Coś zaczynało się znowu dziać. Ona także wolała coś robić, niż biernie oczekiwać na cud. Jej zdaniem, cud już nastąpił – świadczył o tym blask pióra wydobywający się zza szafy, nie o takim jednak cudzie marzyła. Może ten okaleczony Anioł nic nie mógł zrobić, by ocalić jej córkę? Może zjawił się tylko po to, by łatwiej pogodzili się z nieuchronnością losu i by uwierzyli, że fizyczna śmierć ich jedynego dziecka nie będzie śmiercią całkowitą, skoro gdzieś, nie wiadomo gdzie, jest miejsce, które zamieszkują Anioły? Ale dla Anny nie było to żadną pociechą. Kochała życie i chciała życia dla swojej córki.

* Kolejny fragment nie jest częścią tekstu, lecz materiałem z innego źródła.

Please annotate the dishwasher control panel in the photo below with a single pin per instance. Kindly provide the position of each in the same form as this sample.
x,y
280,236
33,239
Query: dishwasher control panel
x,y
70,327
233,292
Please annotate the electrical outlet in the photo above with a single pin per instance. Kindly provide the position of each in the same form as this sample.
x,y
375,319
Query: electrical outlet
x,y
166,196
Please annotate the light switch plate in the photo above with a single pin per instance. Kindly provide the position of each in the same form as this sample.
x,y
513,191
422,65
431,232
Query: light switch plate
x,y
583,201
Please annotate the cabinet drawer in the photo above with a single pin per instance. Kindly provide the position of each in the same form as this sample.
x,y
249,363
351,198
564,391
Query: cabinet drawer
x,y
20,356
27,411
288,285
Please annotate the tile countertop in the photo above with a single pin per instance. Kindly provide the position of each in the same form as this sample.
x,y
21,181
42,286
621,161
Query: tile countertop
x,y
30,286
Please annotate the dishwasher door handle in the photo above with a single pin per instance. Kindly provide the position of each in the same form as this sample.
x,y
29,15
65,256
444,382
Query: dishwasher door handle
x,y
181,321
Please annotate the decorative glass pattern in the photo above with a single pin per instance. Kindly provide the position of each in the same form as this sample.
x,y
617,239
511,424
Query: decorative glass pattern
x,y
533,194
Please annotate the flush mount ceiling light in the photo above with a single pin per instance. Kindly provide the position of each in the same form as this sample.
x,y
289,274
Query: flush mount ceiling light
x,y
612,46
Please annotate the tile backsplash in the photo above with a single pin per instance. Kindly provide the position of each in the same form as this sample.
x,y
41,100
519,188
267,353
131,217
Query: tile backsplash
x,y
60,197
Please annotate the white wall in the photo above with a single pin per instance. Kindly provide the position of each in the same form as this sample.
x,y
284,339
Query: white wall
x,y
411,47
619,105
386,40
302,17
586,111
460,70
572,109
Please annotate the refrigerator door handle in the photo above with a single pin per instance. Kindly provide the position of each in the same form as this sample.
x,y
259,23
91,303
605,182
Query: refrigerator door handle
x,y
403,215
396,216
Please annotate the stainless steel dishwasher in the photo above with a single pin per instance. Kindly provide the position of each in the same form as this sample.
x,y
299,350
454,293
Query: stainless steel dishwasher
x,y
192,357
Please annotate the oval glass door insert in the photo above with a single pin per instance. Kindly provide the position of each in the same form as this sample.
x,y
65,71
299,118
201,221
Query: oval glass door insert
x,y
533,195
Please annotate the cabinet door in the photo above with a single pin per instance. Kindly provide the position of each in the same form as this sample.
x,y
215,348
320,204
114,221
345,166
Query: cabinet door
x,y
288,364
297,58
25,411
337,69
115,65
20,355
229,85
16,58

Nazajutrz po śniadaniu wsiedli do samochodu. Wiedzeni odruchem, wieźli drobne prezenty, jakby jechali z wizytą do chorego. Jan zdecydował się dać Bezdomnemu album z łabędziami, gdyż uznał, że widok wielkoskrzydłych, śnieżnobiałych ptaków powinien go ucieszyć. Babcia trzymała na kolanach dwa słoiki, z rosołem i z kompotem. Anna skryła w kieszeni małą glinianą figurkę, którą ulepiła w ostatnich dniach.

– A wy do kogo? Bo jak na wizytę, to tylko rodzina – powiedziała gruba salowa, zastawiając sobą drzwi.

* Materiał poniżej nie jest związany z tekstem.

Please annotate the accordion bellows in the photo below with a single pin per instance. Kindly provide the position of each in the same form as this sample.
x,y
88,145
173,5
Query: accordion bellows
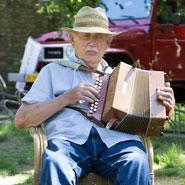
x,y
131,99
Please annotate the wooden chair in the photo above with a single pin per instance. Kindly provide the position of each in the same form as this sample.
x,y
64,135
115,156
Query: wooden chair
x,y
40,143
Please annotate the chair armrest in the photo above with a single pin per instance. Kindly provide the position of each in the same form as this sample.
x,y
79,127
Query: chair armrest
x,y
149,149
40,143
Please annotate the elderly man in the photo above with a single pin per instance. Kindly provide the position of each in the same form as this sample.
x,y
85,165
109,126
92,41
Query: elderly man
x,y
76,145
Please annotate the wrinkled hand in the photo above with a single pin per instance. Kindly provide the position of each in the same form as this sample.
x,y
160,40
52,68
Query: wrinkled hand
x,y
166,95
83,91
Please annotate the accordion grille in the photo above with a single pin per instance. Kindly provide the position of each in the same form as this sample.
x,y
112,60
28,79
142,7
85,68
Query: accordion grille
x,y
138,117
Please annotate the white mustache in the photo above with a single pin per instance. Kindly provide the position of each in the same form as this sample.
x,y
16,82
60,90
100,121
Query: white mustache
x,y
88,48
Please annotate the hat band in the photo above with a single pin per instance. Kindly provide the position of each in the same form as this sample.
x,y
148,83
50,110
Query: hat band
x,y
91,24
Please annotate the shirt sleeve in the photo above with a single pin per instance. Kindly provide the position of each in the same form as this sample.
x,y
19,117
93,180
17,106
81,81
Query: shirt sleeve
x,y
41,89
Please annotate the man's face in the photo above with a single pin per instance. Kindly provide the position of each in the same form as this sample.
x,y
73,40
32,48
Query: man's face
x,y
90,47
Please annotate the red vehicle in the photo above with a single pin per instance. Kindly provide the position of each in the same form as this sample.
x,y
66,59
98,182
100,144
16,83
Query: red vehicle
x,y
152,32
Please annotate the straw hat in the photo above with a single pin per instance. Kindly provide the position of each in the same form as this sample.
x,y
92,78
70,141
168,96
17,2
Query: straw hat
x,y
91,20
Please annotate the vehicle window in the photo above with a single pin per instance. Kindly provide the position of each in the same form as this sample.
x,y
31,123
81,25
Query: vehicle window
x,y
125,9
169,9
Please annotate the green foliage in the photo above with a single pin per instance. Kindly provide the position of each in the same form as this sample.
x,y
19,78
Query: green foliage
x,y
62,12
16,150
169,156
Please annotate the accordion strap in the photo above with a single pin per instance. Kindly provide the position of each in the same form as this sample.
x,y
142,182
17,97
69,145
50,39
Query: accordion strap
x,y
97,122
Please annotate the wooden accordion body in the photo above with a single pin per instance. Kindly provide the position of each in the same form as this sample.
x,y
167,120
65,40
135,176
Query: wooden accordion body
x,y
130,98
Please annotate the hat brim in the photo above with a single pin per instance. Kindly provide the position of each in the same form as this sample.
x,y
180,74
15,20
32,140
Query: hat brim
x,y
90,30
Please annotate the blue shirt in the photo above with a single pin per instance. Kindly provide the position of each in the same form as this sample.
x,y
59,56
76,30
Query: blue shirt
x,y
68,124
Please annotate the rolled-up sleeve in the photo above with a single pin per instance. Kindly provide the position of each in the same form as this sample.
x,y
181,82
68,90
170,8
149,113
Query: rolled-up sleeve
x,y
41,89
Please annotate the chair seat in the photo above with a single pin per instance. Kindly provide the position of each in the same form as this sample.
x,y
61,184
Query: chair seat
x,y
40,143
94,179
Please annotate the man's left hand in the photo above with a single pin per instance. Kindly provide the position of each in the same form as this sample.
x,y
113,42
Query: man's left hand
x,y
166,95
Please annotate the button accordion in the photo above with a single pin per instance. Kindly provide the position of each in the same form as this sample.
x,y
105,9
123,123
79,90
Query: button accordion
x,y
128,101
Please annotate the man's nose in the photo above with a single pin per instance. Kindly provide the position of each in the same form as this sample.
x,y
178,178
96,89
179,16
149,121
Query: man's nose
x,y
92,40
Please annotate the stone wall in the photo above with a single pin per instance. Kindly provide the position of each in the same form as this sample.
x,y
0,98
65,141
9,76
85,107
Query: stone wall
x,y
18,21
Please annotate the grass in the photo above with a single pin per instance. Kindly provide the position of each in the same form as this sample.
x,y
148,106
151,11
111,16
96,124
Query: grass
x,y
169,156
177,119
16,155
16,158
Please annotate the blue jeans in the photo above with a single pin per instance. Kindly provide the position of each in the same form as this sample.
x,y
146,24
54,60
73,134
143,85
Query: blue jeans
x,y
65,162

– Rodzina! – zawołała Ewa, uprzedzając pozostałych.

– Rodzinom to tu się nie chce przychodzić – odparła kobieta, patrząc na nich z podejrzliwym zdziwieniem. Przepuściła ich niechętnie i z pewną wrogością.

Oni zaś rozglądali się dokoła z poczuciem winy. Było tu szaro i biednie. Ale czy w ruderze na osiedlu było lepiej? To zależy. Tam miał nad głową niebo, a przed sobą bliskość lasu i łąki; tu szare, kostropate ściany, sufity z zaciekami i grubą, drucianą siatkę, odgradzającą teren przytułku od przedmieścia.

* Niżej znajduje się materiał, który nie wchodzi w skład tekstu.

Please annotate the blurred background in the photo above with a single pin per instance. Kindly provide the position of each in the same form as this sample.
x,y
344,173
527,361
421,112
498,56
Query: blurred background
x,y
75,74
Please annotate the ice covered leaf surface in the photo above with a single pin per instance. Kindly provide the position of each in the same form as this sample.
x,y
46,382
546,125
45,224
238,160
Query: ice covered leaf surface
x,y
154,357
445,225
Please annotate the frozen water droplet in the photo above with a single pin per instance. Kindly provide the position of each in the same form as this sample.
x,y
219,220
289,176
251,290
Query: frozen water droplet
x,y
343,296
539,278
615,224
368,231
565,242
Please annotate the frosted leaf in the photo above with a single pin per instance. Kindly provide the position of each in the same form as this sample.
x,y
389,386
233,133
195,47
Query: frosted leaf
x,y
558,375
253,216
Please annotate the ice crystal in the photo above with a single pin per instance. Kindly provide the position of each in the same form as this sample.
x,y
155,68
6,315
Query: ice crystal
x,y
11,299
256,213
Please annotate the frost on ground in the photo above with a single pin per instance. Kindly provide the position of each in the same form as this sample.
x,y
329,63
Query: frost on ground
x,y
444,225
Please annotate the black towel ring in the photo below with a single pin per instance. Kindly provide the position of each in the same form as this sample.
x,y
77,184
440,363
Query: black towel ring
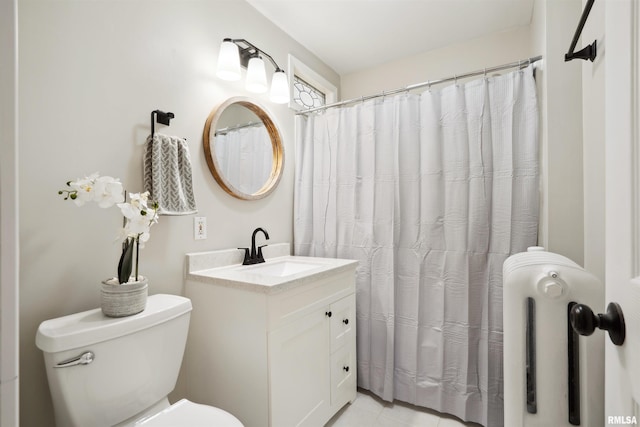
x,y
162,118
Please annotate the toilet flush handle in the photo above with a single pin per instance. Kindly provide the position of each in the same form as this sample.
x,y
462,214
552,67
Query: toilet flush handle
x,y
84,359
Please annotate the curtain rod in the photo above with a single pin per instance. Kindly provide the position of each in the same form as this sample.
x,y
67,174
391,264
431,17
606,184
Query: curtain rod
x,y
484,71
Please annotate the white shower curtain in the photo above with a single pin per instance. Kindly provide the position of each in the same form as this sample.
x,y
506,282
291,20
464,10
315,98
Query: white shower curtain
x,y
245,156
431,193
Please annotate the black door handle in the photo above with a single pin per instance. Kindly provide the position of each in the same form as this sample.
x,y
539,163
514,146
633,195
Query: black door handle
x,y
585,322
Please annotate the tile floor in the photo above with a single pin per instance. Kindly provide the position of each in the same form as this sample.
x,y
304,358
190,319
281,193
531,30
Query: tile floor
x,y
370,411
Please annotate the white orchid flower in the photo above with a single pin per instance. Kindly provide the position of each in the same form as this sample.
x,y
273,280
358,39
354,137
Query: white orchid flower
x,y
84,189
107,191
139,217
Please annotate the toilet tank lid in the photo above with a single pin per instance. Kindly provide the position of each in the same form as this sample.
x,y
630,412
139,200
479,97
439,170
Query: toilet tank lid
x,y
91,327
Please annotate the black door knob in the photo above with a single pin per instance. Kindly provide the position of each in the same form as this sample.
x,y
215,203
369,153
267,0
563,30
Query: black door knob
x,y
585,322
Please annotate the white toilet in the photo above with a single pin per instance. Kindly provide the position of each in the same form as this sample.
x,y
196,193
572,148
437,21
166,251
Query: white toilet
x,y
106,371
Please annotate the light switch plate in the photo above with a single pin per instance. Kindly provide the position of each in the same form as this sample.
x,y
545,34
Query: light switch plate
x,y
200,228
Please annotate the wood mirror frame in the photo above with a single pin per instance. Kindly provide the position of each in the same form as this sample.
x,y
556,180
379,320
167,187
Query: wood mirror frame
x,y
213,162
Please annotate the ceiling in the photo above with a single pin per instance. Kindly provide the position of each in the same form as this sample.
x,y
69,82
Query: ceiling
x,y
351,35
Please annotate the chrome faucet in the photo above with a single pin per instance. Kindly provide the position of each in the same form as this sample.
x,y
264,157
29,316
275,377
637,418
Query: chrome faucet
x,y
255,256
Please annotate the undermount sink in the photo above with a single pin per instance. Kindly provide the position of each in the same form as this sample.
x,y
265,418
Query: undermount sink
x,y
281,268
279,272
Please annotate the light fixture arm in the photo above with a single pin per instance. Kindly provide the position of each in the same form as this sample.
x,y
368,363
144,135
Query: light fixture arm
x,y
250,51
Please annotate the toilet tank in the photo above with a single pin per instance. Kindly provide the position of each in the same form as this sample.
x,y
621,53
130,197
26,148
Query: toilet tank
x,y
134,366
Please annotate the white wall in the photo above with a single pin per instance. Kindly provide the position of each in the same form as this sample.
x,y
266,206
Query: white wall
x,y
8,216
562,192
459,58
91,73
593,119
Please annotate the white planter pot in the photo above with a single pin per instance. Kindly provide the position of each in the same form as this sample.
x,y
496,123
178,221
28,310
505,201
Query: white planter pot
x,y
118,300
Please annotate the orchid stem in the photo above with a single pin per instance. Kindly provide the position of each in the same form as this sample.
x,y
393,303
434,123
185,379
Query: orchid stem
x,y
137,254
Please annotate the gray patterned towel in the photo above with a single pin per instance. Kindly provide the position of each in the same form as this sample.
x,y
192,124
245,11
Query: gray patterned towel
x,y
167,174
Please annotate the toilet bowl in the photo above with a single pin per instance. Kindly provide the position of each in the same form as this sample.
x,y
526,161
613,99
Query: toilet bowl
x,y
106,371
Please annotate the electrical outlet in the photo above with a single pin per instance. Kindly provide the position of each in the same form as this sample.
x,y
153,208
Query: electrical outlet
x,y
200,228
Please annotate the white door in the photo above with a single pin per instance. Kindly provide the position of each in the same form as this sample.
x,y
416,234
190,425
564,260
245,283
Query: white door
x,y
622,372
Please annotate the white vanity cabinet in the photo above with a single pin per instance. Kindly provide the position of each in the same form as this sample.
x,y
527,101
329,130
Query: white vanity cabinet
x,y
274,356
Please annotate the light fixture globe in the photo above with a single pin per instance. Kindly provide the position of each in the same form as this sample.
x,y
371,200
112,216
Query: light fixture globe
x,y
256,76
279,88
229,61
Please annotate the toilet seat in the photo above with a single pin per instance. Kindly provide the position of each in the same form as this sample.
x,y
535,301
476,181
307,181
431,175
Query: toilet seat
x,y
188,414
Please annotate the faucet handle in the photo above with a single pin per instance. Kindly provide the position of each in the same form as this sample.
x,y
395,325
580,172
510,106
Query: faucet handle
x,y
260,256
247,257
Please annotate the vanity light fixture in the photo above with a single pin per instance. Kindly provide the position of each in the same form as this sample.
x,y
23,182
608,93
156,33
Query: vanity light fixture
x,y
235,53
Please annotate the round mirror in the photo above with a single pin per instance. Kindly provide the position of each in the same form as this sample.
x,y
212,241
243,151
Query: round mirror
x,y
243,149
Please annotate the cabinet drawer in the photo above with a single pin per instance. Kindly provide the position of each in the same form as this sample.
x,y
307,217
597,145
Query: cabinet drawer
x,y
343,321
295,303
343,376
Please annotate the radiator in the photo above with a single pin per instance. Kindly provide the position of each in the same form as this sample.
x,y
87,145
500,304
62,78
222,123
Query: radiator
x,y
553,377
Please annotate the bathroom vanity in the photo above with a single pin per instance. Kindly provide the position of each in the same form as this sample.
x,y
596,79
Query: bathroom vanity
x,y
273,343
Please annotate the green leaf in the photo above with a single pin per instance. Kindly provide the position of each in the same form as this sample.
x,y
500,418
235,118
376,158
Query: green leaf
x,y
126,261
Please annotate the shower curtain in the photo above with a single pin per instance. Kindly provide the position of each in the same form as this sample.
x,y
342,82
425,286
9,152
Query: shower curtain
x,y
430,193
245,156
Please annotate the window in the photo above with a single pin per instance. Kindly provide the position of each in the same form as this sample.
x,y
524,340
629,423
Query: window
x,y
306,95
308,88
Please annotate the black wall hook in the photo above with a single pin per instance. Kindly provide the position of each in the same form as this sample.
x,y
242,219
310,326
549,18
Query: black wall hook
x,y
161,117
589,52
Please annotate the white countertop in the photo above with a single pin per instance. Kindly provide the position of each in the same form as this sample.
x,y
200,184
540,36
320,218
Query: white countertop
x,y
246,276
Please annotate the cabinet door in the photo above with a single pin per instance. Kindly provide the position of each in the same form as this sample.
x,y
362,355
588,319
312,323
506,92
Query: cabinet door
x,y
299,372
343,376
343,322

– Nic nie je, nie mówi, jest głuchy jak pień i daliśmy mu okulary – poinformowała salowa, która szła przed nimi w poczuciu swej ważności. To był w końcu jej podopieczny, a rodzina nie ma prawa się wtrącać.

– Okulary? – zdziwiła się babcia.

– Słoneczne, z plastiku. Bo co? Nie wolno? Jakżeście rodzina, to powinniście za nie zapłacić – stwierdziła wrogo kobieta.

– Ale po co okulary? – spytał Jan.

– Oczy… – wzruszyła ramionami salowa.

– Oczy? Coś się stało? – wystraszyła się Anna.

– Nie wiem. Może on ślepy? A może to katarakta i dlatego takie dziwne? Są jakieś takie… Coś trzeba było z tym zrobić. Nasz doktor wymyślił okulary.